I am soon going to see this.

 

Woman's Hour on Radio Four had a fascinating interview on thin this [with Mrs. H], and I guessed that this might be the story. Mrs. H's take ...

 

But it should not get in the way of enjoyment. All films have a perspective.

 

When I see it, then I will know ...

 

But I expect this film to be as illuminating as was Imitation Game of Alan Turing ...

 

ATB from George

Jupiter Ascending

 

Time to review a quality film.

 

Yes, this has been generally lambasted, so I thought best I go see it. The Wachowski's have had a rough ride since The Matrix, and one I feel they genuinely deserve. I did enjoy Cloud Atlas, but that aside have found all their output execrable. On that scale the is merely poor. In fact I think it is truly a curate's egg, good in parts. The production values here are stratospherically high, as they should be for the money it cost.
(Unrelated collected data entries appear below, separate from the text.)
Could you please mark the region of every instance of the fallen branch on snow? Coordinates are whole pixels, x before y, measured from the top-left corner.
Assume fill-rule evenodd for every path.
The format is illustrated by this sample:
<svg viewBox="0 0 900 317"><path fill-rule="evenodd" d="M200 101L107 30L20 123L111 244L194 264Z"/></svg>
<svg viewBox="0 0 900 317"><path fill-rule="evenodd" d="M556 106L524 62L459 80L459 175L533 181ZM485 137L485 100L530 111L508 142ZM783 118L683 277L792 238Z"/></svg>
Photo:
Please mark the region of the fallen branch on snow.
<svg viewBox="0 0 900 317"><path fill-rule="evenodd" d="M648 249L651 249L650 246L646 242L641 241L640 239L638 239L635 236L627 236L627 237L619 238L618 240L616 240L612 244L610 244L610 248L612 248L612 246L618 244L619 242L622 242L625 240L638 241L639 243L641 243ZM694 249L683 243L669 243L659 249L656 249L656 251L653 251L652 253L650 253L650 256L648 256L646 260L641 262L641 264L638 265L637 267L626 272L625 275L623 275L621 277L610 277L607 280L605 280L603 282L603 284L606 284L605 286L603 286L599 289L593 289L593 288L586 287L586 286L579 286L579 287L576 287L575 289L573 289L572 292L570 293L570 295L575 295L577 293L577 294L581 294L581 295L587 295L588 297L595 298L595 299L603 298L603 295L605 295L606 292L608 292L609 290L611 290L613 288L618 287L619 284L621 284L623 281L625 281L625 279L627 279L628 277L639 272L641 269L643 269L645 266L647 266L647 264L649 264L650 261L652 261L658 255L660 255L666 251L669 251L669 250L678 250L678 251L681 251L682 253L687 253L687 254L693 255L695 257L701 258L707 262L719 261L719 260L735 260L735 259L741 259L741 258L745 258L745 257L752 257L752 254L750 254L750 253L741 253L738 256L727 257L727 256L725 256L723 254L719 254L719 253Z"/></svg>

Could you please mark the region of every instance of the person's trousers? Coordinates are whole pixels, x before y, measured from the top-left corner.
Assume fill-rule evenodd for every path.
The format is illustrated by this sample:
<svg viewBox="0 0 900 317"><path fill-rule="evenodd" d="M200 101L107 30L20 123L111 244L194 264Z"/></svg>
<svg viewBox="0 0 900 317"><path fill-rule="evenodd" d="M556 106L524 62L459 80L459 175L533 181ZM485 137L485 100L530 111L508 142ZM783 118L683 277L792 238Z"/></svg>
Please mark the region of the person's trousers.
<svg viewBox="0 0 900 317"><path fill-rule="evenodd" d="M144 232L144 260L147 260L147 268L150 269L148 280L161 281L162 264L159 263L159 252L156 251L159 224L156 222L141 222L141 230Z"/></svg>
Much of the imagery is stunning, and the real shame is that there is a really great pulp science fiction story in here somewhere struggling to get out.

 

The film opens with our titular protagonist's back story. This, like much else in the film, feels like truly wasted effort. I suspect that had this movie paid off and led to a series then there may have been some point to many of the sequences presented, but within the context of this film there is just endless padding. The story is simple beyond belief, and the episodic sequences, as Jupiter meets her genetic twins' children, are strangely repetitive: Meet awful person; hero enters against high odds fights to her side; after much screaming and swooning Jupiter is rescued.

 

I like this sort of thing played straight, which it is here. There are a lot of standard tropes in this film which add up to some interesting detail, but this is against a startlingly boring front story; and yet .....with a little bit more effort this could have been bloody good. Not deep or meaningful, but a Star Wars for the 21st Century.

 

Glad I saw this on the big screen, but not a film I could recommend to anyone.